たとえば、考え方が似ていれば同じタイミングで同じ発言をすることがあり、ライフスタイルが似ていれば偶然同じ場所に居合わせることがあります。
「波長が合うからシンクロニシティが起こる」という考え方は、スピリチュアルな要素もあります。
しかし、価値観や生活リズムが似ている人同士は偶然が重なりやすいのは論理的にも理にかなっています。
深い部分で繋がっているから

シンクロニシティの提唱者であるユングは、「人間は無意識の部分で繋がっている」と考えました。
これは「集合的無意識」と呼ばれ、個人の経験とは別に、人類共通の無意識があるという理論です。

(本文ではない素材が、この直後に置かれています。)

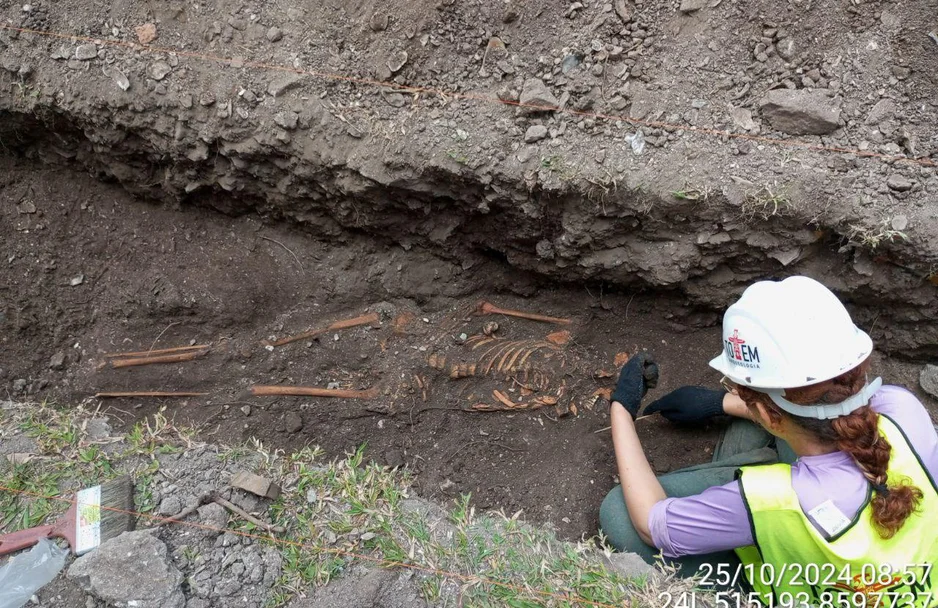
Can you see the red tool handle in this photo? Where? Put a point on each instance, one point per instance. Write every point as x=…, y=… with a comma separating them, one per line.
x=23, y=539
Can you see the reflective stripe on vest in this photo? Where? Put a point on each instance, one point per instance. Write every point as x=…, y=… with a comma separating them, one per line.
x=792, y=564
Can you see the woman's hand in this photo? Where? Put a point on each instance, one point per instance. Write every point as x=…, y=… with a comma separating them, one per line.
x=636, y=377
x=689, y=404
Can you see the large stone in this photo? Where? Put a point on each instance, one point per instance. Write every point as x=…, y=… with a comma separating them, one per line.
x=929, y=380
x=281, y=84
x=133, y=569
x=800, y=112
x=366, y=588
x=899, y=183
x=536, y=93
x=535, y=133
x=689, y=6
x=883, y=110
x=86, y=52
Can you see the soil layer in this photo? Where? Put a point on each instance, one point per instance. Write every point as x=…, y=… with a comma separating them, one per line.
x=87, y=270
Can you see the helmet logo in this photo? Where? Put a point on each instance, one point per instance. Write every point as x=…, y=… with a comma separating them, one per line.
x=743, y=354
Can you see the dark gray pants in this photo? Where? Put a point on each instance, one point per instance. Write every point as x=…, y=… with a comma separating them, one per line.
x=743, y=443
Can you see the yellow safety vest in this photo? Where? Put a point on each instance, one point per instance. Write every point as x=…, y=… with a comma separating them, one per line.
x=792, y=564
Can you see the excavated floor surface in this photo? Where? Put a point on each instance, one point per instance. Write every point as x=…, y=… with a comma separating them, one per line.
x=88, y=270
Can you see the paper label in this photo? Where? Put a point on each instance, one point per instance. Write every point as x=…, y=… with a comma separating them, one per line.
x=88, y=520
x=829, y=517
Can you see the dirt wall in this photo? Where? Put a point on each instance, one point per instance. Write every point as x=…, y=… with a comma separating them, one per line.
x=227, y=108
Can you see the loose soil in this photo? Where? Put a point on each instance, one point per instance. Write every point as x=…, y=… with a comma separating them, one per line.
x=89, y=270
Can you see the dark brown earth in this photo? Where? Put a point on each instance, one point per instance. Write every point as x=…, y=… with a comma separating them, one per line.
x=154, y=276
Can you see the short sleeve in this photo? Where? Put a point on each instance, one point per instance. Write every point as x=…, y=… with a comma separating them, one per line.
x=714, y=520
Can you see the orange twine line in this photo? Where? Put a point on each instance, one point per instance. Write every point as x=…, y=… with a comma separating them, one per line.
x=468, y=578
x=925, y=162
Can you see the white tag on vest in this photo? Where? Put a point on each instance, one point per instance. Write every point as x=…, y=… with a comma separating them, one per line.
x=829, y=517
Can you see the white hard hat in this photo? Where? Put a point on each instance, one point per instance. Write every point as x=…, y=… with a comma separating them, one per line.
x=788, y=334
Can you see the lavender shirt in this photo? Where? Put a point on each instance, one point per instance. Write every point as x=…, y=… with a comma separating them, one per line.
x=716, y=519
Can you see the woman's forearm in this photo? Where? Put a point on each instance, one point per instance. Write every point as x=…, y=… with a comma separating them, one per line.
x=640, y=487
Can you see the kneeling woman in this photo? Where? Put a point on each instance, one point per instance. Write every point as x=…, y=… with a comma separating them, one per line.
x=831, y=492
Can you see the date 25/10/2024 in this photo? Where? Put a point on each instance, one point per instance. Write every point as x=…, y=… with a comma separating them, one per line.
x=800, y=599
x=869, y=577
x=819, y=585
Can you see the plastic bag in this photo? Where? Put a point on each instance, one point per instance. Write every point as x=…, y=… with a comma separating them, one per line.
x=27, y=573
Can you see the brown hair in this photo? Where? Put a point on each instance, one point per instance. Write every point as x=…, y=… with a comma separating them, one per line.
x=856, y=434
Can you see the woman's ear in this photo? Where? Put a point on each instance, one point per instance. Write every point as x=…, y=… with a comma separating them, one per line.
x=768, y=417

ユングの考えによれば、この集合的無意識をベースにして個々の価値観や経験が積み上がり、個人の違いが生まれます。
つまり、無意識の土台が似ている人同士は、シンクロニシティが起こりやすいと考えることができます。
偶然の出来事に意味を見出そうとするから
シンクロニシティは、日常的に誰にでも起こります。
ただ、それを「特別な偶然」として受け取るか、「よくあること」と流すかは、人それぞれです。

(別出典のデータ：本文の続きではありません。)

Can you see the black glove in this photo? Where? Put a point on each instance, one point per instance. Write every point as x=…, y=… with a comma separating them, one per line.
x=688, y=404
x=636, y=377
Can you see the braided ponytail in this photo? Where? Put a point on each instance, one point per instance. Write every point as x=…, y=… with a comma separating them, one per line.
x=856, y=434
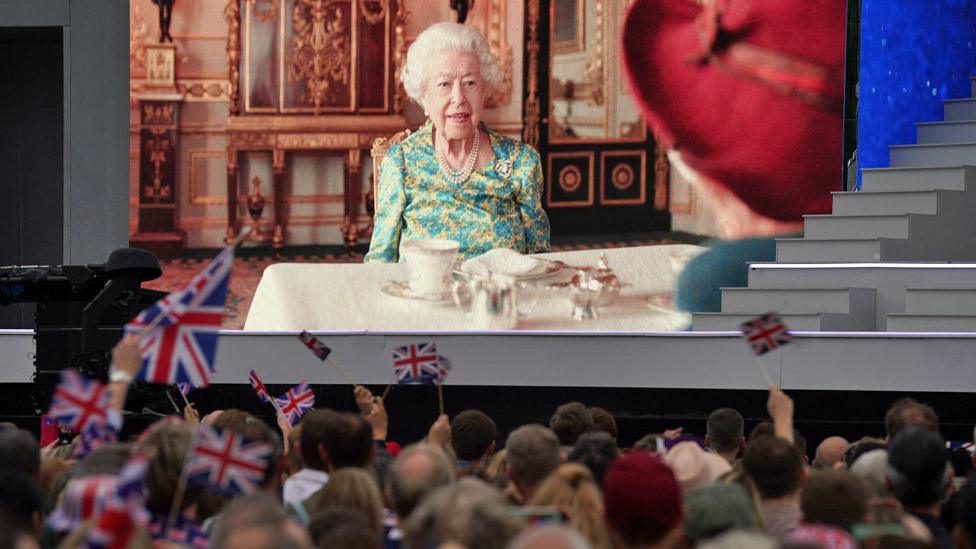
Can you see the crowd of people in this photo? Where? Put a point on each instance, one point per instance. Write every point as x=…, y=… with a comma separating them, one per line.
x=338, y=480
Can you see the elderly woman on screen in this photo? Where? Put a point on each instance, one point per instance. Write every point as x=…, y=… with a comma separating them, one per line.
x=454, y=178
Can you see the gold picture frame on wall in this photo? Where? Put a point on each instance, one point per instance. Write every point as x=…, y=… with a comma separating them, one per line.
x=568, y=28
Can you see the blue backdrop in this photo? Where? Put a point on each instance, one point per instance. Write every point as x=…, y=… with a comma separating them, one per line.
x=914, y=54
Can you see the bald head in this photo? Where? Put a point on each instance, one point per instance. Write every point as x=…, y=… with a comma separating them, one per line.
x=830, y=452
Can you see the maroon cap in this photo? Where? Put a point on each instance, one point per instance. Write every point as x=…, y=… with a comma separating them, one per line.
x=642, y=497
x=749, y=91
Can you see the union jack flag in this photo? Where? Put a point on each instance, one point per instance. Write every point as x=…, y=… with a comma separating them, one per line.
x=259, y=387
x=79, y=402
x=295, y=402
x=124, y=508
x=226, y=462
x=93, y=436
x=766, y=333
x=416, y=363
x=182, y=346
x=317, y=347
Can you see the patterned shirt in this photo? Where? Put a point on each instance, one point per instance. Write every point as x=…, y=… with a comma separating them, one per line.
x=499, y=206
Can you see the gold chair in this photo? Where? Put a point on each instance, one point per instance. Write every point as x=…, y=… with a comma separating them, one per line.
x=380, y=148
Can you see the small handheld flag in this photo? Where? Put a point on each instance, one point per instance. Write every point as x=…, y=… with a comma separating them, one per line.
x=79, y=402
x=227, y=462
x=295, y=402
x=180, y=343
x=317, y=347
x=766, y=333
x=416, y=363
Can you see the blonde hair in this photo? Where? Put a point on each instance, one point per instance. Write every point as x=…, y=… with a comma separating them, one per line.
x=353, y=488
x=441, y=37
x=573, y=491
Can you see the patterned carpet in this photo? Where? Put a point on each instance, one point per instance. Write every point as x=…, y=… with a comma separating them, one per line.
x=250, y=264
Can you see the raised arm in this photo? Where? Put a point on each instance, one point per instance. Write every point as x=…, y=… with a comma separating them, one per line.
x=391, y=200
x=535, y=222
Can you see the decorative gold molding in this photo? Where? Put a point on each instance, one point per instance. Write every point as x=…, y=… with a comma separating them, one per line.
x=531, y=110
x=494, y=19
x=321, y=50
x=197, y=199
x=138, y=35
x=399, y=54
x=623, y=185
x=589, y=156
x=232, y=13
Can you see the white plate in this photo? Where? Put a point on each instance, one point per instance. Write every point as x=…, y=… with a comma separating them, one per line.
x=400, y=289
x=548, y=268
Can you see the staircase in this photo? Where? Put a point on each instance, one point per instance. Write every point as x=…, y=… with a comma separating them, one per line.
x=900, y=255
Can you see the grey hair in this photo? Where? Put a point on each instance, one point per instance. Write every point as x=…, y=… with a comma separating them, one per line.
x=441, y=37
x=567, y=537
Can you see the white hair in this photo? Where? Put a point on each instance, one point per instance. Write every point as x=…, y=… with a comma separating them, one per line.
x=441, y=37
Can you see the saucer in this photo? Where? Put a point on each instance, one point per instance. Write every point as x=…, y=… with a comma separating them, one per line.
x=401, y=289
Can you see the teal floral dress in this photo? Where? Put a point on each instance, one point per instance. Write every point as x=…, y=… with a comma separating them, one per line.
x=499, y=206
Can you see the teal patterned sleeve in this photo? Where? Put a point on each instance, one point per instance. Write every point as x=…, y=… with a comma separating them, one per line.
x=535, y=222
x=391, y=200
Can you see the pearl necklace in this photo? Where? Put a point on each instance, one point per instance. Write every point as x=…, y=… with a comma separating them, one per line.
x=460, y=176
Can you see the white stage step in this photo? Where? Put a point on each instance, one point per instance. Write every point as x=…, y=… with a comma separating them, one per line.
x=889, y=280
x=940, y=301
x=854, y=227
x=943, y=154
x=757, y=301
x=952, y=178
x=961, y=131
x=888, y=203
x=903, y=322
x=959, y=110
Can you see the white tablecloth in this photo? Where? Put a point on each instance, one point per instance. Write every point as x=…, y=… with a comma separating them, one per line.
x=347, y=297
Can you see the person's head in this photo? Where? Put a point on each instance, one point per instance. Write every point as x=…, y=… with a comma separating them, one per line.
x=964, y=532
x=907, y=412
x=716, y=508
x=642, y=500
x=532, y=453
x=449, y=71
x=693, y=466
x=166, y=446
x=872, y=468
x=774, y=465
x=344, y=528
x=257, y=521
x=830, y=452
x=596, y=451
x=603, y=421
x=572, y=489
x=353, y=488
x=332, y=440
x=468, y=512
x=416, y=472
x=473, y=435
x=834, y=497
x=917, y=469
x=19, y=452
x=570, y=421
x=724, y=431
x=549, y=536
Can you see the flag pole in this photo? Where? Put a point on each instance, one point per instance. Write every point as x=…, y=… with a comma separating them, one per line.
x=440, y=399
x=173, y=402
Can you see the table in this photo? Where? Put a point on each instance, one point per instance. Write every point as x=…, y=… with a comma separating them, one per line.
x=347, y=297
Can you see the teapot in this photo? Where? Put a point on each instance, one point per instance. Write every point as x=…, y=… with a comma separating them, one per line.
x=493, y=303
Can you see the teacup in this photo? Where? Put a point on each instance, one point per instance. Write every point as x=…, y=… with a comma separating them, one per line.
x=430, y=263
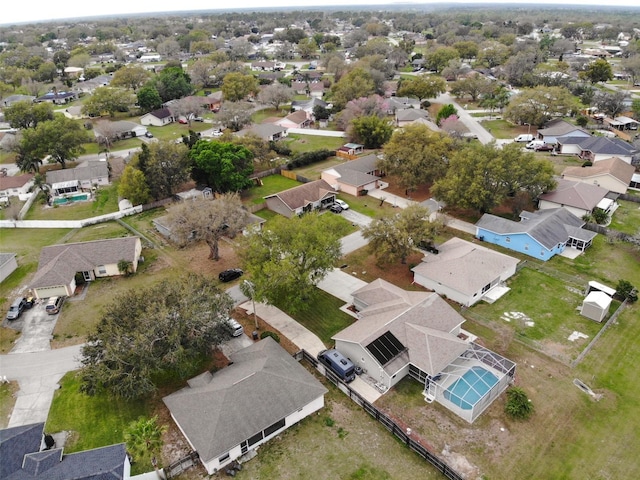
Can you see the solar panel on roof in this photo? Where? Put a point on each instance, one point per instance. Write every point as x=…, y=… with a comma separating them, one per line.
x=385, y=348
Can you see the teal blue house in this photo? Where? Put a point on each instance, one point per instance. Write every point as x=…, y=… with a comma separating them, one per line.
x=540, y=234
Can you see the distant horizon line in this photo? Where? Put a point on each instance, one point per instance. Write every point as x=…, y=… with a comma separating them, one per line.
x=437, y=5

心理学では、このように「自分にとって意味のある情報を優先的に認識すること」を「確証バイアス」と呼びます。
たとえば、最近なぜか意識してしまう数字があるとします。
すると、車のナンバーなど街でその数字を見かけるたびに「またこの数字だ!」と気づきやすくなります。
実際には他の数字も同じように目にしているのに、意識している数字だけが目立つように感じるのです。
シンクロニシティも同じで、「彼との偶然が多い」と感じると、それ以降も似たような出来事を特別に意識しやすくなります。
こうした心理が、シンクロニシティを「意味のあるもの」に変えているのです。
シンクロニシティを偶然で終わらせない
シンクロニシティは、人によってはただの偶然で終わるものです。
しかし、シンクロニシティを通じて彼との心の距離がもっと近づくなら、このチャンスを逃すことなくつかみたいですよね。
シンクロニシティは、あなたと彼が無意識のうちに距離を縮めている証拠でもあります。
日常に隠れている小さな偶然に目を向けながら、彼との日々を楽しんでくださいね。
ココロマグネットはいつでもあなたの恋を応援しています。